5. Run: Competitors run or walk as fast as they can around a series of fire hydrants for a distance of 140’.

6. Hose Advance: Competitors shoulder a 1 3/4” fully charged hose line and drag it 75’ before opening the nozzle and hitting a target with the stream of water. They then shut the nozzle and place it on the ground.

7. Victim Rescue: Competitors must drag a 175 lb mannequin backwards for a distance of 100’.

For the relay events, 3 – 5 person teams complete the seven tasks outlined above in full firefighter gear while wearing (but not breathing from) an SCBA pack. All team members must complete one or more of the seven listed tasks. A flashlight is used as a baton for this relay, with active team members passing the flashlight to the member who is to perform the next task.

This year’s competition will be the third year that Molnar has competed in the FireFit Championships. The first year he competed was in 2018, and he made it to Nationals as part of a team. Molnar competed again in 2019 and once again made it to Nationals but in the individual event. MacDonald competed last year, also making it to Nationals in the individual event.

It is a gruelling competition. Molnar explains that there is a pad at the end of the course where you essentially collapse while volunteers assist you in removing your mask and gear before taking you to a recovery centre to hydrate and regain your strength. He says, “By the time you’re done, you can’t even walk. Your legs are done; they feel like jelly.”

With a week to recover from the FireFit Championships, MacDonald, Vezina, and Molnar will travel to Calgary for the Firefighter Stairclimb Challenge on June 11. This challenge is in support of Wellspring Alberta (WA) to raise money and awareness for firefighters and all citizens living with cancer. The proceeds from this event will help WA provide free programs and services to firefighters and others living with cancer. In addition, WA gifts a portion of the proceeds to support the Firefighters Assistance Charitable Society.

While most people know firefighting is a dangerous calling, many do not realize that cancer is the top cause of line-of-duty firefighter deaths. The chronic exposure to heat, the by-products of fires, and the toxic smoke from burning plastics, chemicals and composite materials put firefighters at a higher risk for certain types of cancer than the general public. There are 16 presumptive cancers that are recognized as occupational hazards associated with firefighting. 
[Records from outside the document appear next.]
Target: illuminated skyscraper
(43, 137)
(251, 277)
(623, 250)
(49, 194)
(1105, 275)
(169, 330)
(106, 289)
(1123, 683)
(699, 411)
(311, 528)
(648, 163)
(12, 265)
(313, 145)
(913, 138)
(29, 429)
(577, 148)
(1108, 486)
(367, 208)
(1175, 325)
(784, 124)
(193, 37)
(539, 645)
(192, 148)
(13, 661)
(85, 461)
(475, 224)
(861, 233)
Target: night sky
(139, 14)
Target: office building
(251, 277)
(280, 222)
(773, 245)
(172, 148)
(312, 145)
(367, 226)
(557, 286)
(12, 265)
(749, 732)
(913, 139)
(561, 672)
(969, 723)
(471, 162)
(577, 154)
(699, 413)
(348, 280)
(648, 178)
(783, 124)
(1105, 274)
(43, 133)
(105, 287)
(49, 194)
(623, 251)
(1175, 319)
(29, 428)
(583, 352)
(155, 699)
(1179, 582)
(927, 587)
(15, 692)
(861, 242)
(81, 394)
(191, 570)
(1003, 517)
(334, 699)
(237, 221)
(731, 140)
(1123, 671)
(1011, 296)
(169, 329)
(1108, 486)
This year’s Stairclimb will be held at Brookfield Place, Calgary’s tallest tower with 57 stories and 1,370 steps. It will also be the highest stairclimb challenge in Canada. 

In previous years, participants have made the climb in full firefighter gear, complete with SCBA. This year, WA has modified this requirement in response to a joint notice from the International Association of Firefighters and the Metropolitan Fire Chiefs Association outlining the newly recognized issue of potential health risks from firefighter PPE (Personal Protective Equipment). Recent research has revealed the presence of Per and Polyfluoroalkyl Substances (PFAS) (chemicals that may be linked to cancer) in firefighter gear. Participants will wear their boots, helmet, SCBA, and their choice of workout clothes but not the turnout jacket and pants.
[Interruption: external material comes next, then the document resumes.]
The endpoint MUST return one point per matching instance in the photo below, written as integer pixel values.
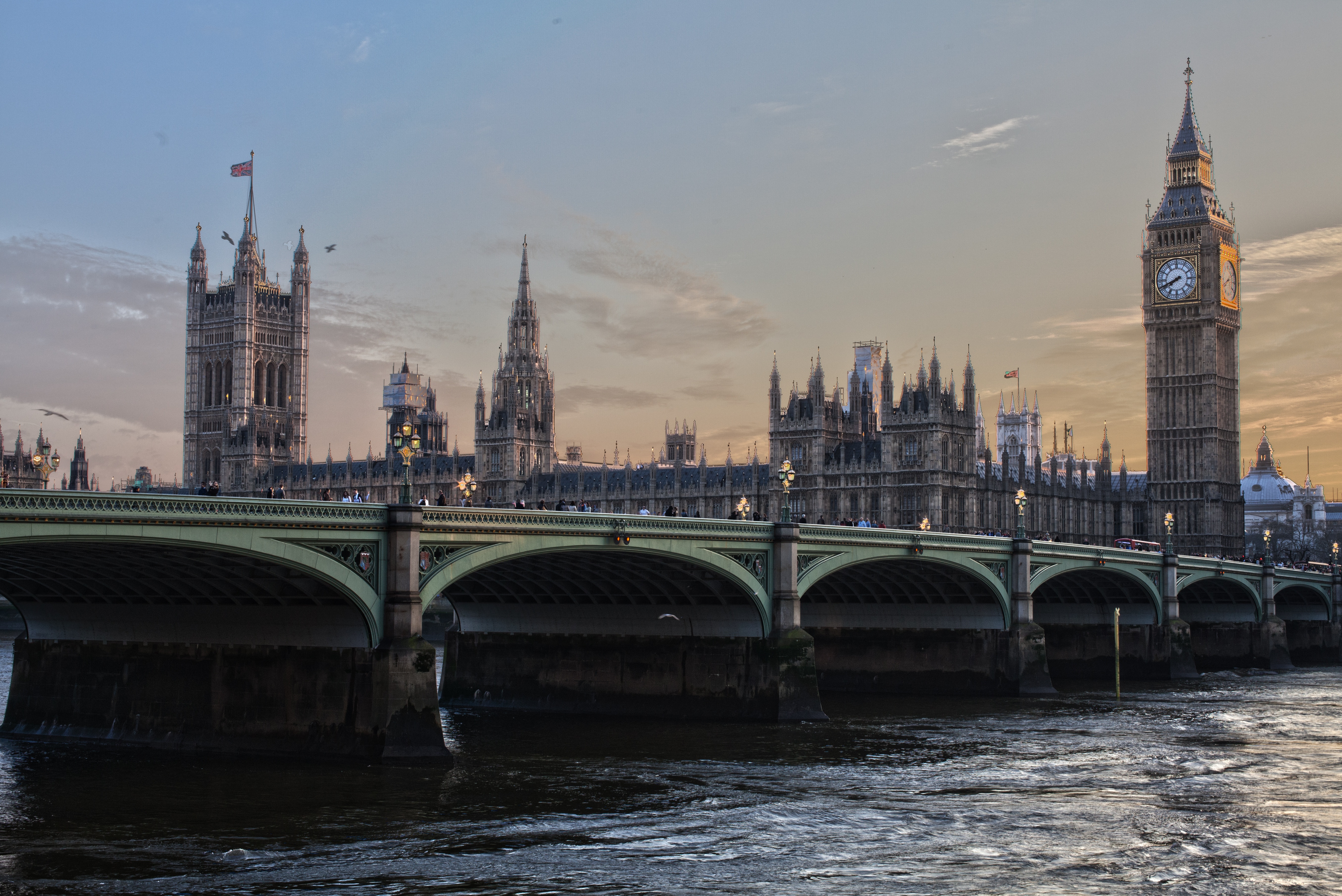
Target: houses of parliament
(914, 452)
MacDonald and Molnar have been doing the Firefighter Stairclimb Challenge for four years, but it will be Vezina’s first time. Molnar highlighted the personal significance of this event, saying, “I climb the stairs in memory of Chris Thomsen; he’s the driving force for the reason to improve myself and participate in this challenge.” 

When asked how the Swan Hills community could support the SHFD members in these events, Molnar explained that sponsorship from the business could be helpful. The funds would go toward equipment such as lighter competition gear, a new “Rescue Randy” (a training mannequin), or a force machine for simulating forcible entry.

Interested parties can also sponsor MacDonald, Vezina, and Molnar for the Firefighter Stairclimb Challenge. Those who would like to support our SHFD members can do so through the Firefighter Stairclimb Challenge website ( by clicking the “Donate” button at the top of the screen. Donations can be made to individual participants, teams, or directly to the cause.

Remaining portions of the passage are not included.